In China, Microsoft’s Tay-like bot, Xiaoice, which is available on messaging apps like WeChat and Weibo, has more than 40 million users. Xiaoice and Rinna, Microsoft’s Japanese bot, also a teenage girl, “have become personas on their own,” crossing over from simple chat into TV and popular culture,” Cheng told BuzzFeed News. “In some sense, Xiaoice lives up more to the expectation of what a conversational bot can be because it’s focused on the social experience,” Cheng said. In fact, Rinna has so effectively simulated the teenage experience that in October, she developed depression and started posting morbid images on her personal blog.

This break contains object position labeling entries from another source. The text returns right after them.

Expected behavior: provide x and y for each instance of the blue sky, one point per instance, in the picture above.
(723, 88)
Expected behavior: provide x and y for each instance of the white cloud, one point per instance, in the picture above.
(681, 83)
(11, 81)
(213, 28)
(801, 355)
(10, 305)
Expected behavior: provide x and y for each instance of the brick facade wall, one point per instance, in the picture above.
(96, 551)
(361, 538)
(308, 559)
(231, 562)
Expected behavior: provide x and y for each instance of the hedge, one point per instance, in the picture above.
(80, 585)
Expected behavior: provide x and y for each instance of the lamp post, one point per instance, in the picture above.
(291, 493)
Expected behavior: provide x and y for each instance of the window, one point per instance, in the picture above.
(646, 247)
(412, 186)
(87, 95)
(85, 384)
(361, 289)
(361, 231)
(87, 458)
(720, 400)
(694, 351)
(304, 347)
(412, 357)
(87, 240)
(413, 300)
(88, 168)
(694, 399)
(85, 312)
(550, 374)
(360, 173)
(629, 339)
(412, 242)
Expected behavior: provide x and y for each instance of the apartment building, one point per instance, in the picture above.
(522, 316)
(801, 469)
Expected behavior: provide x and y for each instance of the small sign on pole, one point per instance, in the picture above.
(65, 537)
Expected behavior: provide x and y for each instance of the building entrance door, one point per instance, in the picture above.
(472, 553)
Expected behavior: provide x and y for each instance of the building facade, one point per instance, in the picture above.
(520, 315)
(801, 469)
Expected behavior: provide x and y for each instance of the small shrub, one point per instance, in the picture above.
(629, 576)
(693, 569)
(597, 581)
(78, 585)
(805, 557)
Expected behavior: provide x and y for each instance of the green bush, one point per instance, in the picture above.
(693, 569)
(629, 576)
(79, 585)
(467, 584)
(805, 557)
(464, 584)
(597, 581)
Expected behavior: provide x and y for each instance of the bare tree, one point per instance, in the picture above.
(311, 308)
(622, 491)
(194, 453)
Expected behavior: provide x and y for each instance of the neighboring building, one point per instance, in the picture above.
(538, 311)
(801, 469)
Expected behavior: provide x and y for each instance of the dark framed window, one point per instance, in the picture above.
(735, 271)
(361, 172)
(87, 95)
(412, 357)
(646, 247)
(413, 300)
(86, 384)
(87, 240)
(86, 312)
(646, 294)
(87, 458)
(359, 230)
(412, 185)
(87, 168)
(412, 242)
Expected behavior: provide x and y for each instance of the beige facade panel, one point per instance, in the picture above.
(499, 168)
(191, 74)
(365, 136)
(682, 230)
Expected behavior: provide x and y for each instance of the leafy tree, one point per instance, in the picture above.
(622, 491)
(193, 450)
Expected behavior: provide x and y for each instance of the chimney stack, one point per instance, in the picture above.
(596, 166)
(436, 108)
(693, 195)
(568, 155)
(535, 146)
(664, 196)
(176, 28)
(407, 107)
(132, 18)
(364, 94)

It took them awhile, but tech soothsayers now think they’ve found the sweet spot: the killer use case is a chatbot that lets you talk, not type. Voice-based interfaces are theoretically faster than typing into a smartphone and have been able to deliver on reasonable expectations, like getting Amazon Alexa to play Spotify. Just don’t call it a bot. Predictions for 2017 have already started rolling in, only this time the next big platform is a “voice revolution” that will usher in a “voice-activated era.” Naturally, it promises to change everything.